Our approach is to first extract intensity data about all subcellular structures (Step 4.2 above) prior to measuring distances between select pairs of subcellular structures. For the distance measurements process, you’ll need to update the variables for the parameters.

The structure_1 variable sets your “objects of interest.” For each of these objects, the distance to the nearest structure_2 object and the id of that object will be measured and updated in the database. In general, RNA objects will be your “objects of interest” and the structure_1 variable should be set to ‘rna’. The structure 2 variable is set to the target structure, such as the centrosome or the nucleus.
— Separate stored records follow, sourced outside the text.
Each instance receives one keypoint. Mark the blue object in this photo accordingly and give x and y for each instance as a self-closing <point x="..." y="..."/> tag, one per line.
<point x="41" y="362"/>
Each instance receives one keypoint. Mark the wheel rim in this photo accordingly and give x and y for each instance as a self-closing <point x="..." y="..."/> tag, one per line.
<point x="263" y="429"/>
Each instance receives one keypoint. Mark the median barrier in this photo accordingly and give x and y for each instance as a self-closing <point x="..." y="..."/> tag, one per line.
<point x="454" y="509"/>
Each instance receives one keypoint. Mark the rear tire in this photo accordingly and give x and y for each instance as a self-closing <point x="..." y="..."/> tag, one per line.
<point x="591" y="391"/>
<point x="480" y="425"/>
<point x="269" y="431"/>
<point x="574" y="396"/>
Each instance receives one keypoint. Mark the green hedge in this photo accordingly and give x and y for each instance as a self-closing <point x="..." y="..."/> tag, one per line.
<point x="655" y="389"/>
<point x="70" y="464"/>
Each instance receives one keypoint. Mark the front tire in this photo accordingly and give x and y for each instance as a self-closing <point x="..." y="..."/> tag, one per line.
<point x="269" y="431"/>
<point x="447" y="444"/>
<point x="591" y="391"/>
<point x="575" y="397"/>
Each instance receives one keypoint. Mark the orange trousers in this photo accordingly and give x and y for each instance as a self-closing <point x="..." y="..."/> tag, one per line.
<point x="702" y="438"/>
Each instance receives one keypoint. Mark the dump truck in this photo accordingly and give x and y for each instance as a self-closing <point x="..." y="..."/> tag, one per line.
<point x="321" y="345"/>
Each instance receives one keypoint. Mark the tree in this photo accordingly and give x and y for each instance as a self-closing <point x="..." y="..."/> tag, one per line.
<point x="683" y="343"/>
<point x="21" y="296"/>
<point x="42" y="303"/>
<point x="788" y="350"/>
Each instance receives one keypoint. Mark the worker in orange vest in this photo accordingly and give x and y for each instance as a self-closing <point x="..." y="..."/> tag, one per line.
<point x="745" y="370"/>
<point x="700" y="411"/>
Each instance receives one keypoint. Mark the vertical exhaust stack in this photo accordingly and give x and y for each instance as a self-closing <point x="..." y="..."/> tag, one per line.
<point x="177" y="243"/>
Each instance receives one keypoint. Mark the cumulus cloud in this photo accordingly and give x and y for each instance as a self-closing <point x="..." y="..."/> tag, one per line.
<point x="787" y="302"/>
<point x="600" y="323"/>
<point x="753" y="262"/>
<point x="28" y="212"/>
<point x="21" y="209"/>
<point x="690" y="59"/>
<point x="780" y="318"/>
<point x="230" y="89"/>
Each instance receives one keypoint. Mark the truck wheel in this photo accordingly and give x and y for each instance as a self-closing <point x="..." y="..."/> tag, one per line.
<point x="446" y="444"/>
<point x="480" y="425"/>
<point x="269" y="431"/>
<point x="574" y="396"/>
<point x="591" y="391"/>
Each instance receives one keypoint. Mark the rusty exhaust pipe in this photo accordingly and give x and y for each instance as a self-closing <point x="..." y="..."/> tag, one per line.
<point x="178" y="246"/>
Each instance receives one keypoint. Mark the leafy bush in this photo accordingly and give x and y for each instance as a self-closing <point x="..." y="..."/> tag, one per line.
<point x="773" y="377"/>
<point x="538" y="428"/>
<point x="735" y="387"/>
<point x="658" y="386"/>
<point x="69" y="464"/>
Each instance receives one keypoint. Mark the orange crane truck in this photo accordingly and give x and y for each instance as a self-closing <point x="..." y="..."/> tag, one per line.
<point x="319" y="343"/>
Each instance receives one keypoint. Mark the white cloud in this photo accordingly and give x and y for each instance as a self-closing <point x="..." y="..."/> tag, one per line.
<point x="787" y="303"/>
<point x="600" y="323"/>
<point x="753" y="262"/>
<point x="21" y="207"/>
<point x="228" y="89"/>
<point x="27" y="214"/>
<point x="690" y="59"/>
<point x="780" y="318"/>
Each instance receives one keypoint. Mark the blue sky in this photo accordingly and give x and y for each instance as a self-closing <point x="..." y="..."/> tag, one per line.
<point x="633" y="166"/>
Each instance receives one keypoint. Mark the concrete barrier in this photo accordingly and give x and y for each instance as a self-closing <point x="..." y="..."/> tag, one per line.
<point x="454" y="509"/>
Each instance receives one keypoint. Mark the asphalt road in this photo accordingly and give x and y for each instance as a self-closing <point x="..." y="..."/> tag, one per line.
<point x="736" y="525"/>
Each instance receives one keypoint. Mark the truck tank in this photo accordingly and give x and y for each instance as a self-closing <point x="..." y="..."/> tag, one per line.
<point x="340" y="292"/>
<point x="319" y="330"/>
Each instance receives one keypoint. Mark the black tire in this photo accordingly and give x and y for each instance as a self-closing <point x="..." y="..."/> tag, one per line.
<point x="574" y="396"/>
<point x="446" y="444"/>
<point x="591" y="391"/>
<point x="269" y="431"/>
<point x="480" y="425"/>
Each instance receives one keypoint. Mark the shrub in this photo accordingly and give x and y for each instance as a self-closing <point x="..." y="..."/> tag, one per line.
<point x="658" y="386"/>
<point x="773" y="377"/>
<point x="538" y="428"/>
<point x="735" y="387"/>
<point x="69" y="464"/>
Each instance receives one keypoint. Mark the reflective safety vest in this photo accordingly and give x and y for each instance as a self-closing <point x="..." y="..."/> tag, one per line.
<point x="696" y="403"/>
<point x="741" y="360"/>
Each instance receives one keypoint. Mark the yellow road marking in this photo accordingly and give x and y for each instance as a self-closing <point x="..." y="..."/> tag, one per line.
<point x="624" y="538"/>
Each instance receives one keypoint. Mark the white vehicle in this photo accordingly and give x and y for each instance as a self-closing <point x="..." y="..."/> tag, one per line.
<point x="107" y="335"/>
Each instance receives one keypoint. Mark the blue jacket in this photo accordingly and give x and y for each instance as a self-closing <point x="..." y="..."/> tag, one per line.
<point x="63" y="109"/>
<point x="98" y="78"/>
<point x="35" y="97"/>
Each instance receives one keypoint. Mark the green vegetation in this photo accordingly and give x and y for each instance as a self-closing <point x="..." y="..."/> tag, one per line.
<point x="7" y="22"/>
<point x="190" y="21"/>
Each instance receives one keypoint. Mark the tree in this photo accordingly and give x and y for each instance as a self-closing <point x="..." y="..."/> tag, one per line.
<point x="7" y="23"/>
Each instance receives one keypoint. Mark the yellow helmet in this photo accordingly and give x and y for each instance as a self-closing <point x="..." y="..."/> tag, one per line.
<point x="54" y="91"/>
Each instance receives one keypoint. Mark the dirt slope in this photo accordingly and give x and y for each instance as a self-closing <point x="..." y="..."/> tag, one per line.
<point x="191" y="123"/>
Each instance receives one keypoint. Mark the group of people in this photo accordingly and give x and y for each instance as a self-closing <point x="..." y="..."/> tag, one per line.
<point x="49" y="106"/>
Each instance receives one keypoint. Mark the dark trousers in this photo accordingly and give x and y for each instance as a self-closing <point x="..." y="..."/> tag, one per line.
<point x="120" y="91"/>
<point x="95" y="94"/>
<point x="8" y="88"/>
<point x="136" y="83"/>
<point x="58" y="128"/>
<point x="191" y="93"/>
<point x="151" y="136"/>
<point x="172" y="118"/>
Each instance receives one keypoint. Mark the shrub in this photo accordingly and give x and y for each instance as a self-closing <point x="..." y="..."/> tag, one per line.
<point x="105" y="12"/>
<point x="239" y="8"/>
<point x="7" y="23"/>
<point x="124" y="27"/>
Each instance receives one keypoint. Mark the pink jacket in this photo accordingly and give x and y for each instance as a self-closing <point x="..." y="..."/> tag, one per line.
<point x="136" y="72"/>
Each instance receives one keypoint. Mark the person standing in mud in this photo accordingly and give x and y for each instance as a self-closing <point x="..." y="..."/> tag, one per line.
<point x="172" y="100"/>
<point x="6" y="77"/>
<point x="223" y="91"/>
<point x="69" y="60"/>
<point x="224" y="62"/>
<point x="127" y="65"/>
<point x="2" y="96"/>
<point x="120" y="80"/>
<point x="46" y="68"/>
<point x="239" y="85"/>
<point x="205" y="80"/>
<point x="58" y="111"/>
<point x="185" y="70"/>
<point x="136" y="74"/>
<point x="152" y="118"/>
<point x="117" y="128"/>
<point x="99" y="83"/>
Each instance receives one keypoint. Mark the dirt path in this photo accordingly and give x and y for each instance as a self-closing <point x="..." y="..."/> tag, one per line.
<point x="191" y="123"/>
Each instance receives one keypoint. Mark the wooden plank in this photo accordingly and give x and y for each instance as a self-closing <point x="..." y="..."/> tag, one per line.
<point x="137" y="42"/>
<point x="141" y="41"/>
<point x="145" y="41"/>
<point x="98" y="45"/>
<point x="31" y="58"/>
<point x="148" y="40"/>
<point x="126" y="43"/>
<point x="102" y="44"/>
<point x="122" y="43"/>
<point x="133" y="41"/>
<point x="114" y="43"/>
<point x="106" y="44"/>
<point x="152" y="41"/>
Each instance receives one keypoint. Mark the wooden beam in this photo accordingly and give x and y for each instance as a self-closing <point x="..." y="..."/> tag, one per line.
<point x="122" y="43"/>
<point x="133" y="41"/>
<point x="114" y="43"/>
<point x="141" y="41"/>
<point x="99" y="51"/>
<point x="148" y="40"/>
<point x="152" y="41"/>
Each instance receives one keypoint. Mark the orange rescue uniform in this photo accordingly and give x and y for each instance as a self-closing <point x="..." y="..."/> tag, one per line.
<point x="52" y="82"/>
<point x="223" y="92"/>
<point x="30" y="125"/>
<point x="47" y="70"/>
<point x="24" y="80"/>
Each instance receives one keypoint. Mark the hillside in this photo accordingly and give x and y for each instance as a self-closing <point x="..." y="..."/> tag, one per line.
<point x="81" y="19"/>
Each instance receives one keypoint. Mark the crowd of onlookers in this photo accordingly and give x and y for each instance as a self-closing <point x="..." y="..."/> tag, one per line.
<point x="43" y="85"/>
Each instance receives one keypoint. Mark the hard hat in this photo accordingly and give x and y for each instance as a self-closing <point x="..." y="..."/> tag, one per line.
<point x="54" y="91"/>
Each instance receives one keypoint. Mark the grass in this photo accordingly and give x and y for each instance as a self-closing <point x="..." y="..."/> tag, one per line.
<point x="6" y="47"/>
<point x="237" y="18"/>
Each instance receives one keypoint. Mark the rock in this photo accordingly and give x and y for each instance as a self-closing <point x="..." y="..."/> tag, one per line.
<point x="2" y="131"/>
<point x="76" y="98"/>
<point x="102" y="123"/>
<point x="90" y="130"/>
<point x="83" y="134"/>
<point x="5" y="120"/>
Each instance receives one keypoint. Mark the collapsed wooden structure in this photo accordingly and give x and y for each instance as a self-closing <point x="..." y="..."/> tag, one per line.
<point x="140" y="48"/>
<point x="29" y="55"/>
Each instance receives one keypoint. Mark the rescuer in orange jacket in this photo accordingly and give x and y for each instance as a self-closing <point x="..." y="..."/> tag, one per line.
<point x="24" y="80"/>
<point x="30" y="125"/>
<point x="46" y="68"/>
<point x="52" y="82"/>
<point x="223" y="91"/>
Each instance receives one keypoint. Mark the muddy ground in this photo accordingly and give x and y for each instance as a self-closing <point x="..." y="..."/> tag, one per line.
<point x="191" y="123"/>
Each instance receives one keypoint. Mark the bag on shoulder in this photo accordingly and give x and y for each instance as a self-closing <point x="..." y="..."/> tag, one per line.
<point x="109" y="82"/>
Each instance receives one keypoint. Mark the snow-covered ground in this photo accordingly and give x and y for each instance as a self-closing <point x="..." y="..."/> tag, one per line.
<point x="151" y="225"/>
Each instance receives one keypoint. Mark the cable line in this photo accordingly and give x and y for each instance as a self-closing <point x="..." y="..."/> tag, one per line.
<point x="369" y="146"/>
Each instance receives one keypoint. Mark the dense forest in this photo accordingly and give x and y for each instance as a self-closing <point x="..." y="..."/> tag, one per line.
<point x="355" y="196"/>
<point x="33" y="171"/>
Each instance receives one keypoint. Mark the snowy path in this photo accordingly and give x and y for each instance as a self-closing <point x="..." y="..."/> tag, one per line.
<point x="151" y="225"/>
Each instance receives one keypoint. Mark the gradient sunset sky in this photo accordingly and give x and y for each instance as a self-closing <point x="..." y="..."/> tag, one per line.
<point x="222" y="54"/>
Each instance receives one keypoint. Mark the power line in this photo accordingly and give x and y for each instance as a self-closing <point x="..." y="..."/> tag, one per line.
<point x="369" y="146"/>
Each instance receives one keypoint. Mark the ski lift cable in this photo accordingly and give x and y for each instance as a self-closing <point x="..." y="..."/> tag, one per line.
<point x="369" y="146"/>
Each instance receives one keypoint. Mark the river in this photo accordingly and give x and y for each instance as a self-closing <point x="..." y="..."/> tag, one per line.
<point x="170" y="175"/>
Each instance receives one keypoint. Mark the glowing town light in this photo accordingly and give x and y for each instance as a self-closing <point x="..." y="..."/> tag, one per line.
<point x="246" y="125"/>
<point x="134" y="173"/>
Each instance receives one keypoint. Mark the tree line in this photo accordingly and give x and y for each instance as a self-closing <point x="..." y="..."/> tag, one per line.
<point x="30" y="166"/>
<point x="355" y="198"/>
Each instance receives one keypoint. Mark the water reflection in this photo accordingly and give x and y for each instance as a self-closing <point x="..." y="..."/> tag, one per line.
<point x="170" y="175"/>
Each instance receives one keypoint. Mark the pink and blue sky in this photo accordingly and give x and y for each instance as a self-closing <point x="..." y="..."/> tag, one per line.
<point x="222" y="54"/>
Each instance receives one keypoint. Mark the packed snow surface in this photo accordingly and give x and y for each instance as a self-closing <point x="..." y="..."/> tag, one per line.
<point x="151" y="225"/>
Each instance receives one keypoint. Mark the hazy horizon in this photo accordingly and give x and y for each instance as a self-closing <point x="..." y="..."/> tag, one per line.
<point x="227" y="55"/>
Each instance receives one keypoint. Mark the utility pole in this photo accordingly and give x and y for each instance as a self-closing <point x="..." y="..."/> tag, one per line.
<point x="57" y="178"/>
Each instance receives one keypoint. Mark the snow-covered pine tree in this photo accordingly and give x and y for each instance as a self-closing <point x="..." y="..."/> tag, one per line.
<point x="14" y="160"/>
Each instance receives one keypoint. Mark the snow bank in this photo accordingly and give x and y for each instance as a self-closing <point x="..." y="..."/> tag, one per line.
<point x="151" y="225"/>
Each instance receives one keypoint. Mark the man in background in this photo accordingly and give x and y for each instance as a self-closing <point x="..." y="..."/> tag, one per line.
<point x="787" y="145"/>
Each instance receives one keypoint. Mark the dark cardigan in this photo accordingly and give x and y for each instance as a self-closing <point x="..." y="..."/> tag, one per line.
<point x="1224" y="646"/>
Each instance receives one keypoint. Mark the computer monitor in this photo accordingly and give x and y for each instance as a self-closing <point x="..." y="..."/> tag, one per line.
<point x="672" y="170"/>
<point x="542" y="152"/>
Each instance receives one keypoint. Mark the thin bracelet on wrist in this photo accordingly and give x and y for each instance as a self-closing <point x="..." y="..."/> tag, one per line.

The next two variables determine how the processing proceeds. As a default, the pipeline will check the database to see if distance measurements have already been made for an image. If not, distance measurements proceed and the database is updated. If the database already contains distance_to_structure_2 data for all of the structure_1 objects, then the image is not processed. If you want to overwrite data, then change the value of the overwrite_data_bool variable to False. If your computer has multiple cores, then you may want to take advantage of parallel processing to decrease the total time to process your images. To do so, set the parallel_processing_bool variable to True.

After package import, the following cell creates columns in your structure one table to hold your distance_to_structure_2 and structure_2id data. These columns will be named “distance_to” + “your_structure_2_name” and “your_structure_2_name” + “_id”. For example, if you are using our demo dataset, then your rna table will contain two new columns named “distance_to_centrosomes” and “centrosomes_id” after running this cell. These columns are only created if they do not already exist (data is not overwritten, as discussed above).

To check that your columns were created properly, return to the terminal and connect to your database. The run the SQL command below to select data from your rna table:

psql
\c demo
SELECT * from rna limit 5;


You should see two new empty columns ready to accept your distance and structure_2_id data.

Once you’ve verified that the database is ready to accept distance measurements data, run the next cell to measure distances between the two subcellular structures. Our test dataset of 20 images takes about 9 hours to run on a MacBook Pro with a 12-core processor using parallel processing. If the processing time is too slow on your computer, then processing on a virtual machine using Amazon Web Services may be an option you want to explore (in development).

#### 4.4 Create an images table

Your raw-data images folder likely contains images of a control RNA or control biological condition together with images from your experimental condition. You may also have multiple biological replicates or images from different biological conditions, such as developmental stages. You can use postgres to help track where each image comes from – e.g. is it an image of control RNA or an experimental RNA?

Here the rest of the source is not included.